CARACAS, Venezuela – Leopoldo López, a Harvard-trained politician and ardent opponent of Venezuela’s socialist government, is seen by enemies and supporters alike as the face of recent street protests against the regime.
López clasped the hand of his wife, Lilian Tintori, and exchanged a few quiet words with her before turning himself in to authorities at a tumultuous rally in Caracas on Tuesday.
A former mayor of the wealthy Chacao borough of Caracas, López had been targeted as public enemy number one by the government, as it hit back against the latest round of high-stakes protests this week.
President Nicolás Maduro ordered López’s arrest on charges of homicide and inciting violence, holding him responsible for tumultuous street clashes in Caracas last week that left three people dead.
López, for his part, said he was turning himself in after several days as a fugitive from authorities in a gesture of sacrifice for the public good.
“If my incarceration serves to wake up a people, … my infamous incarceration will have been worth it,” said the 42-year-old Harvard-educated economist, minutes before surrendering to the National Guard.
Blessed with matinee-idol good looks and an easy smile, López has a strong following in parts of Venezuela, winning his past elections by comfortable, and even overwhelming margins.
He has a long history of activism in the country’s anti-socialist opposition, having been at the forefront of demonstrations in April 2002 that led to a coup that briefly ousted then-President Hugo Chávez.
A child of privilege, López received a good deal of his education in the United States.
He attended the fancy Hun prep school in Princeton, New Jersey, before enrolling at Ohio’s elite Kenyon College.
He went on to get his master’s degree at Harvard’s Kennedy School of Government in Cambridge, Massachusetts.
Brash, ambitious, now jailed
López is considered brash and ambitious — dangerous attributes for his foe Maduro, 51, Chávez’s handpicked successor, who is deemed by many Venezuelans to be somewhat charisma-challenged.
The Maduro government is grappling with angry student protests orchestrated at least in part by López that began in the interior of the oil-rich country and boiled over into street clashes in Caracas.

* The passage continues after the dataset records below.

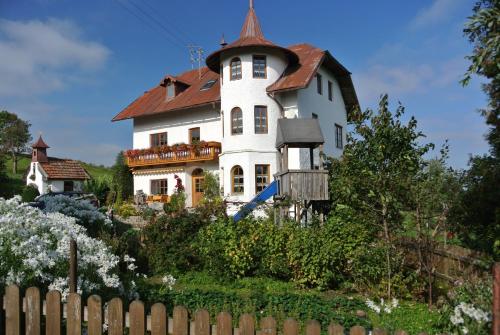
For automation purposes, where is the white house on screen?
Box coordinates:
[26,136,90,194]
[113,2,358,211]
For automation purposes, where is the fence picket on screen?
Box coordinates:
[66,293,82,335]
[372,328,387,335]
[108,298,124,335]
[5,285,21,335]
[328,323,344,335]
[239,313,255,335]
[172,306,189,335]
[87,295,102,335]
[151,303,167,335]
[349,326,366,335]
[194,309,210,335]
[45,291,62,335]
[128,300,146,335]
[216,312,233,335]
[306,320,321,335]
[283,318,299,335]
[260,316,276,335]
[25,287,41,335]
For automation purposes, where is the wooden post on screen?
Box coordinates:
[309,147,314,170]
[25,287,41,335]
[492,262,500,335]
[5,285,21,335]
[45,291,62,335]
[69,239,77,293]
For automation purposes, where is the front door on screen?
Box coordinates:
[193,176,205,207]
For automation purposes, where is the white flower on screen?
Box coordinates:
[161,274,176,290]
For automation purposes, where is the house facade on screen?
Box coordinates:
[26,136,90,194]
[113,4,358,206]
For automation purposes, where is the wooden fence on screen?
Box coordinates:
[0,285,422,335]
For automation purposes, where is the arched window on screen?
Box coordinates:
[231,107,243,135]
[231,165,244,193]
[231,57,241,80]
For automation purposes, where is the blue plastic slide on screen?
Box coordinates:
[233,180,278,222]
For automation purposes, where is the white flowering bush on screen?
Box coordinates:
[442,278,493,335]
[0,197,122,296]
[366,298,399,314]
[43,195,112,235]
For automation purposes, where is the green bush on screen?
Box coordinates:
[195,207,370,288]
[143,211,208,274]
[21,184,40,202]
[115,203,139,219]
[139,275,370,329]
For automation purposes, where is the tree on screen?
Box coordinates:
[330,95,433,297]
[450,0,500,260]
[0,110,31,174]
[108,151,134,204]
[412,155,461,306]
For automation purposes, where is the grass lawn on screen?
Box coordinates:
[0,155,112,198]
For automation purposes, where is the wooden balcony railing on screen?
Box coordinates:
[125,142,221,167]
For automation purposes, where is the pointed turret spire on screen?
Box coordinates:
[240,0,264,39]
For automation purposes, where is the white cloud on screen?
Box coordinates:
[354,58,465,104]
[410,0,463,29]
[0,19,110,97]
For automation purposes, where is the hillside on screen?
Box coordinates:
[0,155,112,198]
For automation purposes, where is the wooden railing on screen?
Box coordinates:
[0,285,426,335]
[127,142,221,167]
[276,170,329,201]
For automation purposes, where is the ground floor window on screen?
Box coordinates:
[151,179,168,195]
[255,164,270,193]
[231,165,244,193]
[64,180,75,192]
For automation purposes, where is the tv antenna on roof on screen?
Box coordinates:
[188,44,205,78]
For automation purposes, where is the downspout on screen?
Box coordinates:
[266,92,285,119]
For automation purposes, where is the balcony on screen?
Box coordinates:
[125,141,221,168]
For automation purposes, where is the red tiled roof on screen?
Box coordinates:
[40,157,90,180]
[113,44,358,121]
[267,43,359,111]
[112,67,220,121]
[31,135,50,149]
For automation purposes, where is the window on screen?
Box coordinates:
[200,79,217,91]
[149,132,168,148]
[231,58,241,80]
[254,106,267,134]
[316,73,323,94]
[335,124,344,149]
[255,165,269,193]
[231,165,245,193]
[64,180,75,192]
[151,179,168,195]
[253,56,267,78]
[189,127,200,144]
[231,107,243,135]
[167,83,175,99]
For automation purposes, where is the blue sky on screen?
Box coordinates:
[0,0,488,168]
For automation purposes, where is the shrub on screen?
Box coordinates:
[0,197,122,300]
[143,211,207,274]
[440,278,493,335]
[115,203,139,219]
[21,184,40,202]
[43,195,111,237]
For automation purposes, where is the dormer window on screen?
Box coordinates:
[253,56,267,78]
[200,79,217,91]
[167,83,175,99]
[231,57,241,80]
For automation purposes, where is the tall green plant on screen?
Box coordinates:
[330,95,433,297]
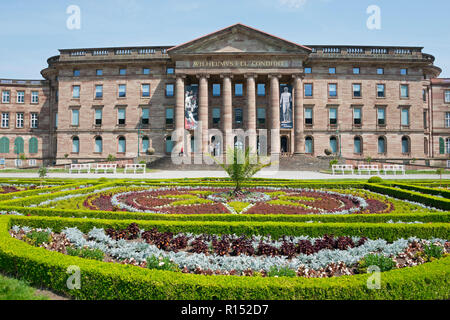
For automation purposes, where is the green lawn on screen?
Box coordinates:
[0,275,48,300]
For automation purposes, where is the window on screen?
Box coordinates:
[2,112,9,128]
[141,108,150,125]
[2,91,11,103]
[377,108,386,126]
[166,108,174,127]
[31,90,39,103]
[377,84,386,98]
[17,91,25,103]
[353,137,362,154]
[117,108,126,125]
[400,84,409,98]
[94,137,103,153]
[328,83,337,98]
[0,137,9,153]
[305,137,314,154]
[142,136,150,153]
[117,137,127,153]
[234,108,242,124]
[305,108,313,126]
[401,108,409,126]
[353,83,362,98]
[402,137,410,154]
[142,84,150,98]
[212,108,220,125]
[72,137,80,153]
[72,109,80,127]
[234,83,244,97]
[328,108,337,126]
[95,84,103,99]
[119,84,127,98]
[14,137,25,154]
[378,137,386,154]
[304,83,313,97]
[213,83,220,97]
[330,137,337,153]
[72,86,80,99]
[257,83,266,97]
[166,83,175,97]
[95,108,103,126]
[256,108,266,126]
[444,90,450,103]
[353,108,362,126]
[16,113,23,128]
[28,137,39,154]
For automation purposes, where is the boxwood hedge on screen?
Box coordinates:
[0,216,450,300]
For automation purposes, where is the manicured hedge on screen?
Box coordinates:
[0,216,450,300]
[364,183,450,210]
[0,205,450,223]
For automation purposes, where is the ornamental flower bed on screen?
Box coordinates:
[10,224,450,278]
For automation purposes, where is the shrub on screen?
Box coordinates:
[147,256,180,271]
[367,177,383,183]
[359,254,395,273]
[67,247,105,261]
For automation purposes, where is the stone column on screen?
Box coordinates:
[198,75,209,154]
[270,75,280,154]
[221,75,234,154]
[175,76,187,153]
[293,75,303,154]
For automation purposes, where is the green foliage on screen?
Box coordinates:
[147,256,180,272]
[67,247,105,261]
[359,254,395,273]
[367,177,383,183]
[27,230,51,246]
[213,148,271,191]
[267,266,297,277]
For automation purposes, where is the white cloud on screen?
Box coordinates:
[278,0,306,9]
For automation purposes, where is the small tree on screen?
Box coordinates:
[38,166,48,187]
[210,148,271,194]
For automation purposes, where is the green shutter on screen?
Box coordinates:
[439,138,445,154]
[0,137,9,153]
[28,138,38,154]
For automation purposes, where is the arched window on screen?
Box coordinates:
[378,137,386,153]
[0,137,9,153]
[94,137,103,153]
[117,137,127,153]
[353,137,363,154]
[402,136,411,154]
[72,137,80,153]
[330,137,338,153]
[142,137,150,153]
[28,137,38,154]
[166,136,173,153]
[14,137,25,154]
[305,137,314,154]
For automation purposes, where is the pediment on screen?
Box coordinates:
[169,24,311,54]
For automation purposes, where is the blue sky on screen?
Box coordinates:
[0,0,450,79]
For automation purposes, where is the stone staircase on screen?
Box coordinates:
[148,155,332,171]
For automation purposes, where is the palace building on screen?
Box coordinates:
[0,24,450,166]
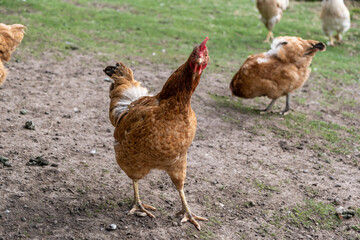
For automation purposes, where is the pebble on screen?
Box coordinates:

López’s staunch opposition to the government dates back to the regime of late firebrand President Chávez, who in 2011 barred him from holding political office for three years.
It was the second period of political banishment for López: The government also accused him of influence peddling while working in 1998 as a manager at the Petroleos de Venezuela (PDVSA) state oil company, and in 2008 barred him from holding public office for one year.
López served two terms as mayor of Chacao from 2000 to 2008. During that time he was dogged by allegations that he had misappropriated public funds. He has rejected all of the charges against him as political persecution by the Chávez regime.
After being expelled as leader of the Un Nuevo Tiempo party (“A New Time”) which he had joined in 2007, López in 2009 created his center-right Voluntad Popular, or “People’s Will” party.
The party has been front and center in leading the demonstrations that have roiled Venezuela, which has been deeply divided in the aftermath of Chávez’s death and Maduro’s unsteady stewardship of the economy.
The demonstrations have sprung up amid growing public discontent over rising crime and a worsening economy, despite Venezuela having the world’s biggest proven oil reserves.
Maduro has accused “right wing fascists” — of whom he considers López the ringleader — for the recent unrest.
López and two other opposition leaders — lawmaker María Corina Machado and the mayor of metropolitan Caracas, Antonio Ledezma — advocate using street protests to force Maduro from office.
Under the slogan “the way out,” López and other opposition leaders have pushed for anti-government protests to force a “constitutional change.”
There is no provision for recall elections until April 2016, and Maduro, who was elected in April 2013, has said he will never resign.
The country’s other leading opposition figure, Henrique Capriles — a candidate in Venezuela’s last two presidential elections — although equally opposed to Maduro, has warned that conditions are yet not ripe for a change of government.
The protests flared on Feb. 4, when students at a university in the western state of Tachira staged a demonstration against rampant crime after a student was raped.